Atlas Shrugged, Ayn Rand
Miss Taggart, do you know the hallmark of the second-rater? It's resentment of another man's achievement. Those touchy mediocrities who sit trembling lest someone's work prove greater than their own—they have no inkling of the loneliness that comes when you reach the top. The loneliness for an equal— for a mind to respect and an achievement to admire. They bare their teeth at you from out of their rat holes, thinking that you take pleasure in letting your brilliance dim them—while you'd give a year of your life to see a flicker of talent anywhere among them. They envy achievement, and their dream of greatness is a world where all men have become their acknowledged inferiors. They don't know that that dream is the infallible proof of mediocrity, because that sort of world is what the man of achievement would not be able to bear.
|Don't be confused, this has nothing to do with 30 Rock.|
Ayn Rand is tricky, because she showed up on the literary scene fully-sprung from the detritus of the Bolshevik Revolution and is reacting against that.
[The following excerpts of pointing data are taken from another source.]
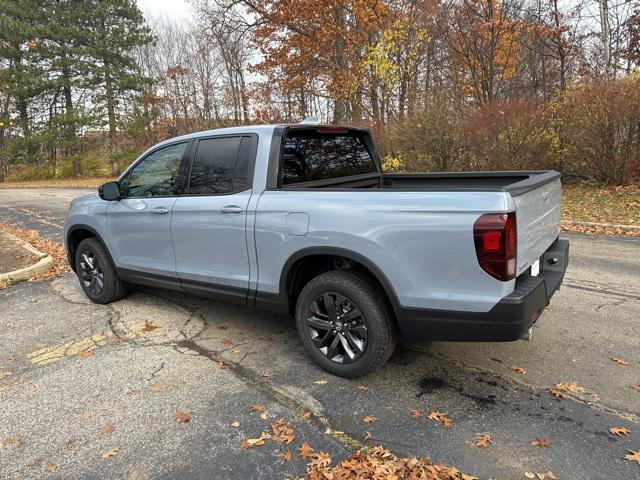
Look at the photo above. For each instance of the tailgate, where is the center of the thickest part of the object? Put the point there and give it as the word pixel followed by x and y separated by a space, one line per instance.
pixel 538 222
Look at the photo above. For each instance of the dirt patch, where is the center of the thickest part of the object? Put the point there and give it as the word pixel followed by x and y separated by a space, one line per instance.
pixel 13 255
pixel 56 250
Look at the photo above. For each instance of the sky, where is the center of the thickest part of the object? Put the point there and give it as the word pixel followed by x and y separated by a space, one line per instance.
pixel 173 9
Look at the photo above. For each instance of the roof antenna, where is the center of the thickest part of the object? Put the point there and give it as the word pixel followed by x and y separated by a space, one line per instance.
pixel 310 121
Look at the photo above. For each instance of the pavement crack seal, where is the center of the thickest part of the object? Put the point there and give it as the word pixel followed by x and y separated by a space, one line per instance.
pixel 73 348
pixel 531 388
pixel 317 420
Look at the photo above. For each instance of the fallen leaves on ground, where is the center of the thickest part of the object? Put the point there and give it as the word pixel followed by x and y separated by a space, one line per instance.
pixel 483 440
pixel 282 432
pixel 158 387
pixel 632 456
pixel 182 416
pixel 111 452
pixel 380 463
pixel 562 389
pixel 620 361
pixel 253 442
pixel 541 476
pixel 148 327
pixel 540 442
pixel 320 461
pixel 619 432
pixel 305 450
pixel 441 417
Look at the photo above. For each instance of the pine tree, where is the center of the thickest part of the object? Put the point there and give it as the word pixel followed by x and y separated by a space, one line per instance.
pixel 117 28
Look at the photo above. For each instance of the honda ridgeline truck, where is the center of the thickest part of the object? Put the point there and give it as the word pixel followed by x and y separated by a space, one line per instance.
pixel 301 220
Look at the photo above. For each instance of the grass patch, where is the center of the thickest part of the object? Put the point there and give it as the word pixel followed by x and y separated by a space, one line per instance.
pixel 588 203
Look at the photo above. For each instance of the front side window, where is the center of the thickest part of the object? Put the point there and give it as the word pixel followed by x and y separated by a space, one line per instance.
pixel 214 166
pixel 157 174
pixel 310 155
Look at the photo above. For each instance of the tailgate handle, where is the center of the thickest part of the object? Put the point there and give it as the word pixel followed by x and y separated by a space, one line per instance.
pixel 159 211
pixel 231 209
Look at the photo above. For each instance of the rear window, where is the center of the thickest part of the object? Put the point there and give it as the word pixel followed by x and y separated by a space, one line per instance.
pixel 315 154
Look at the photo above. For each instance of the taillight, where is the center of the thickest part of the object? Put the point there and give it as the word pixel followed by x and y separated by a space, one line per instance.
pixel 494 235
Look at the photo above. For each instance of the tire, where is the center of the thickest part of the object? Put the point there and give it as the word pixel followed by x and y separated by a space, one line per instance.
pixel 103 272
pixel 318 336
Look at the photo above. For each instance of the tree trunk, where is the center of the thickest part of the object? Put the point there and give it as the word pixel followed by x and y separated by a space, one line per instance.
pixel 111 116
pixel 605 32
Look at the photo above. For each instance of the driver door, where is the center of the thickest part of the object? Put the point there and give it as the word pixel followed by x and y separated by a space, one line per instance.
pixel 139 225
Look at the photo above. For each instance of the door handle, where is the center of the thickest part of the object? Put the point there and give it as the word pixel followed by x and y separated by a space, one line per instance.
pixel 160 211
pixel 231 209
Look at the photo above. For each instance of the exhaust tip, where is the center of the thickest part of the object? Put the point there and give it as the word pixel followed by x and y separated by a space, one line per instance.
pixel 526 336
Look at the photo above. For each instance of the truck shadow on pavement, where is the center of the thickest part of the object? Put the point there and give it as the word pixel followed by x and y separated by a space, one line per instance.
pixel 159 351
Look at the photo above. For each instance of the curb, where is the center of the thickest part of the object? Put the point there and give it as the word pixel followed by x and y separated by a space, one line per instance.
pixel 603 225
pixel 43 265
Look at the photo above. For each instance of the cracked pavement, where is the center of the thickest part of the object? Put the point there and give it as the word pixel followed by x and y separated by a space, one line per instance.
pixel 210 359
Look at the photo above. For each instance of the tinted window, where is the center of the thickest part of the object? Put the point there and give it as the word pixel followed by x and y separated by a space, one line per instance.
pixel 214 166
pixel 156 175
pixel 311 155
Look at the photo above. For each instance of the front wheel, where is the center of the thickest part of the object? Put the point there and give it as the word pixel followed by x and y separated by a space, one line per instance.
pixel 97 276
pixel 344 324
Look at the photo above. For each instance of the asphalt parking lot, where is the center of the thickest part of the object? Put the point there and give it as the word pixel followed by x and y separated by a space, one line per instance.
pixel 80 382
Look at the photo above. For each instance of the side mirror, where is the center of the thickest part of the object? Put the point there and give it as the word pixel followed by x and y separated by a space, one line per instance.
pixel 109 191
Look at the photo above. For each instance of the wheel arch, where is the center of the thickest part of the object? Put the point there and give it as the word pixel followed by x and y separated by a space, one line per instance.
pixel 76 234
pixel 312 257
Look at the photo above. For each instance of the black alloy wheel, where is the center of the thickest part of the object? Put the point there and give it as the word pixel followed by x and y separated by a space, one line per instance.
pixel 345 323
pixel 97 276
pixel 92 274
pixel 337 327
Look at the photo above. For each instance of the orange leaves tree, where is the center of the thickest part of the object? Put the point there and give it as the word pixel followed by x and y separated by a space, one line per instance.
pixel 482 37
pixel 313 49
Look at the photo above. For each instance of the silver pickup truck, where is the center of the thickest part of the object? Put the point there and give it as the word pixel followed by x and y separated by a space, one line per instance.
pixel 300 220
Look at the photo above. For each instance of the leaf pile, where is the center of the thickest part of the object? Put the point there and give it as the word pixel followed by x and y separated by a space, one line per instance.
pixel 561 390
pixel 380 463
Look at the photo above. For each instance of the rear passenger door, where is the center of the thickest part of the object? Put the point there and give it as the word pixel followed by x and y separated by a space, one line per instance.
pixel 208 225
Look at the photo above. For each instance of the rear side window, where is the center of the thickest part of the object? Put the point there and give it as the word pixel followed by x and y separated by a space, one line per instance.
pixel 214 166
pixel 310 155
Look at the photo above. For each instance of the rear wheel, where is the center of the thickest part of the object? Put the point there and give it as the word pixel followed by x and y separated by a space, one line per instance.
pixel 97 275
pixel 344 324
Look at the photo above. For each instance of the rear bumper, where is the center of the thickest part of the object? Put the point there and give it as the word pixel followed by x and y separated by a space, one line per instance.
pixel 507 321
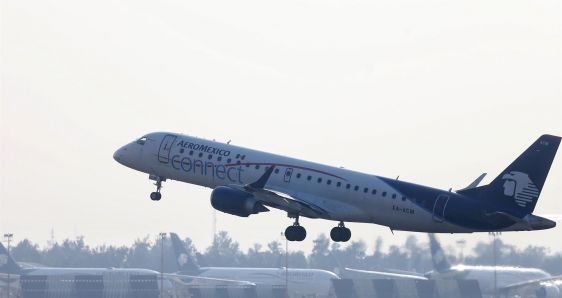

She's throwing this theory called Objectivism at you over and over and over again in a way that makes you almost angry—but it's mostly because there's something about it that is going to seriously appeal to you, even though you feel kind of horrible about it. She presents objectivism as democratic, but your liberal heart is going to bleed all over it. Okay, I'll let you get to it by yourself, because God knows she's going to repeatedly pound it into you. Including an 80-page speech that took me an entire week to read (the same time period in which I read the entire Millennium series.) I'm making this sound horrible, but the fact is, it's a 1000 pages of rich prose and an interesting way to view the world, all while being based around some of my favorite characters in literature: Dagny Taggert and Hank Rearden. It's worth the struggle.
Get to reading, my, uh, readers. All types of cookies appreciated and my ring size is a 4½.